Today’s dog owners might pause and consider that their pets may sometimes actually need much less from them than they want or feel they need to give. Most dogs require an hour of exercise a day, not endless fetching and chasing or romps with scores of excited peers. (A dog that chases balls, sticks, and Frisbees and races around all day is sometimes an obnoxious, aroused, or hyper dog, not necessarily a fulfilled one.) They certainly need love and attention, but not always as much of it as we think. They need food and things to chew on, but not as much as we usually provide. A trainer friend told me I wasn’t helping my anxious border collie out by rushing him around to stimulating activities all day. “He needs to be socialized with dogs and people, but he also needs to learn how to be calm just as much as he needs to work. I see dog people smiling all the time when they see their dogs racing around in packs like maniacs, but they aren’t always doing their dogs a favor. Dogs don’t have ‘fun’ in the way that humans do, and people often confuse excitement and arousal for yuks.”

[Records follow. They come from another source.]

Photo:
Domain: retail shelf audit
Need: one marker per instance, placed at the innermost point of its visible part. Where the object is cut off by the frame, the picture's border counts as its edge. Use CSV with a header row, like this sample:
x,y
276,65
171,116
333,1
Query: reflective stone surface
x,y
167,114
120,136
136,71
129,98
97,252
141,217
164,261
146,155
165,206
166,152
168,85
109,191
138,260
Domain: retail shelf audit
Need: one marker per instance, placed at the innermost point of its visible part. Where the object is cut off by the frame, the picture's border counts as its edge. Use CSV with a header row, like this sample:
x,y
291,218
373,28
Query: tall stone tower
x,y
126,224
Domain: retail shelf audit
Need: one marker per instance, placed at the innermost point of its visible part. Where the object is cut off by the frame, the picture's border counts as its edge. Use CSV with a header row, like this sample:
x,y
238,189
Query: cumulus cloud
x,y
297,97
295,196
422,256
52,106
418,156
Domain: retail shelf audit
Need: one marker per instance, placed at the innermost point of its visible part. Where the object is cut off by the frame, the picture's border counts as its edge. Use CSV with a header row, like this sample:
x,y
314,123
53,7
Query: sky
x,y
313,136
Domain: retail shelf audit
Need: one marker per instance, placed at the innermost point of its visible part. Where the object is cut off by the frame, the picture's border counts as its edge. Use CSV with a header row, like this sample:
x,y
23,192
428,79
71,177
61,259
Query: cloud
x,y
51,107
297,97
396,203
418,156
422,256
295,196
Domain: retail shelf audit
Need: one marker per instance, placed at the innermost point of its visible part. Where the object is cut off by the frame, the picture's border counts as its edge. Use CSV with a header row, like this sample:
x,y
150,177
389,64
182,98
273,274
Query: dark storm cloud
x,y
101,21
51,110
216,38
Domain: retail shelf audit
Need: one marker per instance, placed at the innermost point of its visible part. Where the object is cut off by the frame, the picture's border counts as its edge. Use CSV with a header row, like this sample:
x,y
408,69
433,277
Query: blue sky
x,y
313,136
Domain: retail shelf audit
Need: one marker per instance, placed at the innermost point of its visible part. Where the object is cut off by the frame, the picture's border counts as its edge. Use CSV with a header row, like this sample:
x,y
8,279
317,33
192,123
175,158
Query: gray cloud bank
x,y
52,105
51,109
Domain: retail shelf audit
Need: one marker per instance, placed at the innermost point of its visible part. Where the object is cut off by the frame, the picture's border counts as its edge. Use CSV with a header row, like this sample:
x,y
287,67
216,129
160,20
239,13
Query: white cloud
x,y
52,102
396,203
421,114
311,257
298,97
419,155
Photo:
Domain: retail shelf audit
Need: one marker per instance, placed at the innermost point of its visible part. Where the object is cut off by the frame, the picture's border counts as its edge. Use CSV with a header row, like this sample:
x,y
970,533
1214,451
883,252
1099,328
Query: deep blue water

In natural environments, which almost no dog or owner can find anymore, dogs are like lions. They lie around much of the day, rousing themselves every now and then for food or sex or to chase after something appealing. Dogs don’t have human emotions. They don’t get bored in the human sense of the word, although they do need some activity. They may get anxious when left alone—they are pack animals and usually prefer company—but loneliness is a human, not canine, emotion. With proper training and acclimatization, sometimes confinement, almost any dog can spend time alone, vegging out, smelling the smells and listening to the sounds of the world, chewing on rawhide, or staring at nothing in particular. One European study suggests that dogs left alone sometimes are smarter than dogs that are smothered by attention: They get the opportunity to solve problems by themselves.

Working with dogs and engaging in activities like agility, obedience, and herding is great, terrific for people and dogs alike. Nobody should feel badly about doing this stuff. I’ve spent some of the loveliest hours of my life out in pastures with my vigilant dogs, listening to the sound of sheep crunching away on grass. But it’s sometimes OK to relax and let our dogs just be dogs. After considerable badgering by some great trainers, I now make sure my dogs spend several hours a day alone in the yard or quietly in their crates, learning to settle down. We have spent some of our happiest times together doing nothing.